Earlier this week, shares of Fannie Mae and Freddie Mac cratered on the announcement that Senate Banking Committee leaders had reached a bipartisan deal to replace the government-sponsored mortgage giants with a new entity.
The two stocks — whose dividends go to the Treasury Department and not shareholders — had been a favorite of many hedge fund managers betting that eventually shareholders would win out in court before the government could pass an overhaul.
Investors in Fannie and Freddie may be pleased to read this assessment from Goldman Sachs' Alec Phillips. He argues that, while the issue is indeed moving forward, reform will not be enacted this year.
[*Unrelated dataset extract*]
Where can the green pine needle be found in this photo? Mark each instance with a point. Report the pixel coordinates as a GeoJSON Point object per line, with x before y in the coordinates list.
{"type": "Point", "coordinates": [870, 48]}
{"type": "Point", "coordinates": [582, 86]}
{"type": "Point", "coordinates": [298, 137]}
The key reason, Phillips writes, is that Congress really has no deadline here. Today's members of Congress only really act if they are up against the clock. From the note:
There is no hard deadline for action. The main obstacle to reform in the near term is simply that there is no action-forcing event. Almost every major piece of legislation enacted since control of Congress became divided in 2011 has been motivated by a deadline. Since the Treasury's capital agreement with the GSEs is open-ended--and the GSEs are profitable in any case--there is no obvious event that will force Congress to intervene. One potential catalyst for legislative action would be a final ruling on lawsuits brought by GSE shareholders regarding the Treasury's handling of the GSEs over the last few years. A ruling that restored the GSE's ability to retain profits--and eventually repurchase the Treasury's stake in the companies--might prompt Congress to act, but the outlook and timing for any such decision is very unclear.
"So while we expect to hear much more about GSE reform over the next few months, we would be surprised to see reform legislation reach the President's desk this year," he concludes. "That said, over the longer term we believe GSE reform has a reasonable chance of enactment."